How so? Firstly, said Rusbridger, because it wasn’t the sort of story that editors could have waited to publish in print – Google was set to post the news to its own blog a few minutes after the Guardian’s exclusive. And secondly, because it would have been plain dumb to publish digitally in the hope that people would buy a day-pass to read it – by then, according to Rusbridger, “the story would have been Twittered into global ubiquity.”

In commercial terms, Rusbridger’s argument was that charging for online content is just as counter-productive. He repeated the observation of Sir Martin Sorrell, a man who “makes weather in advertising, the same as Rupert Murdoch does in print,” that by 2014 forty to fifty percent of WPP’s total advertising spend would be online (WPP, incidentally, operates in 106 countries and is responsible for US$60-billion a year in advertising billings).

It’s in this belief that online advertising is set for huge growth that men like Rusbridger – as opposed to men like Murdoch – find their confidence. “My commercial colleagues at the Guardian,” said Rusbridger, “are very focused on that, want to grow a large audience for our content and for advertisers, and can’t presently see the benefits of choking off growth in return for the relatively modest sums we think we would get from universal charging for digital content. Last year we earned £25m from digital advertising – not enough to sustain the legacy print business, but not trivial. My commercial colleagues believe we would earn a fraction of that from any known pay wall model.”
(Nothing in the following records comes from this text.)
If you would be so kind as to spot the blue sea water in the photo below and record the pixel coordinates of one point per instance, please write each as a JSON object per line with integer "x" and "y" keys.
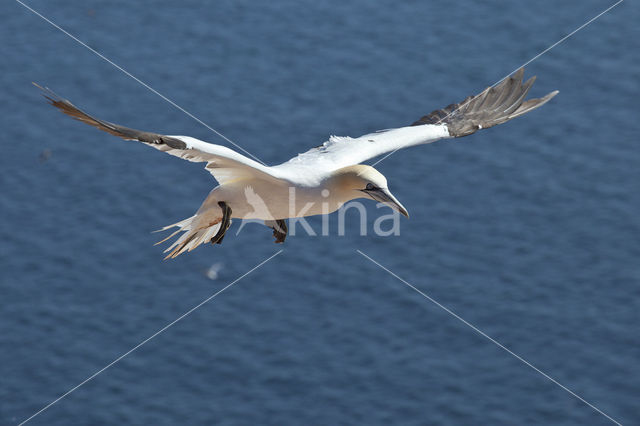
{"x": 529, "y": 231}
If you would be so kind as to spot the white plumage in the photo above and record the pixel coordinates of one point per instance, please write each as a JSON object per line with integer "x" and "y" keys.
{"x": 319, "y": 180}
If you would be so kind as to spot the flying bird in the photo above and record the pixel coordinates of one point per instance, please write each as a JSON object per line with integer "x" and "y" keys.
{"x": 318, "y": 181}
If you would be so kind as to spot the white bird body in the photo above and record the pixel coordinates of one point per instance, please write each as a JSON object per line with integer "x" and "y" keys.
{"x": 320, "y": 180}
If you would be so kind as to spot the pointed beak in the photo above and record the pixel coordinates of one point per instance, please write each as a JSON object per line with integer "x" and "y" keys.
{"x": 383, "y": 195}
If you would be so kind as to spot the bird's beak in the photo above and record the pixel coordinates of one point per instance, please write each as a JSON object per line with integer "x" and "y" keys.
{"x": 383, "y": 195}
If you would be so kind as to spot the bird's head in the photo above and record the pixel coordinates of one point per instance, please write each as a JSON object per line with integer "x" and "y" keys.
{"x": 361, "y": 181}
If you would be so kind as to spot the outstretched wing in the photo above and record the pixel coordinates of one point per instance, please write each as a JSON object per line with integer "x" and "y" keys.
{"x": 223, "y": 163}
{"x": 493, "y": 106}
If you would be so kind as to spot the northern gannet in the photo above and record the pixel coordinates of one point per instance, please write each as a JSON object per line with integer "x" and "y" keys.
{"x": 320, "y": 180}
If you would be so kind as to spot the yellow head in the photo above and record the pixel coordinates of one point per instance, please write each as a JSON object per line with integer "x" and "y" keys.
{"x": 361, "y": 181}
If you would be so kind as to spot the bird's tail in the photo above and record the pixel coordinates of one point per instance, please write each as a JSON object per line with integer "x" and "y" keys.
{"x": 195, "y": 232}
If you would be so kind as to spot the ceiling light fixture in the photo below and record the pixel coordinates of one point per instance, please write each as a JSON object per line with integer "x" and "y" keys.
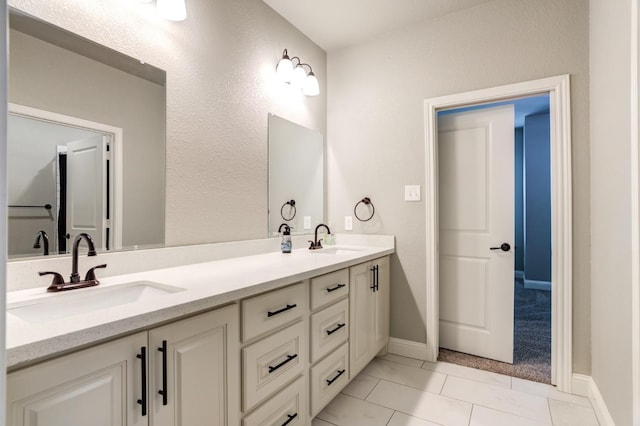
{"x": 296, "y": 75}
Of course, to argue that the Guardian is exempt from the paid-vs-free debate because it’s a loss-making entity supported by a rich trust is easy. More difficult is dealing with Rusbridger’s anticipation of the critique. “[All] the Scott Trust does is to enable the Guardian to compete on the same more or less level playing field as a host of other loss-making papers, whether their own cross-subsidies come from large international media businesses, Russian oligarch billions or unrelated companies within the same ownership or group.”

As Rusbridger well knows, if the competition is the benchmark, it doesn’t get much better than the Guardian. It’s the second-best read newspaper in the English-speaking world, and may soon take over first place from the New York Times, which just last week announced its intention to start charging for online access. In December 2009, said Rusbridger, his paper’s journalism was read by a staggering 37 million people – a third from the US, a third from the UK, and a third from the rest of the globe.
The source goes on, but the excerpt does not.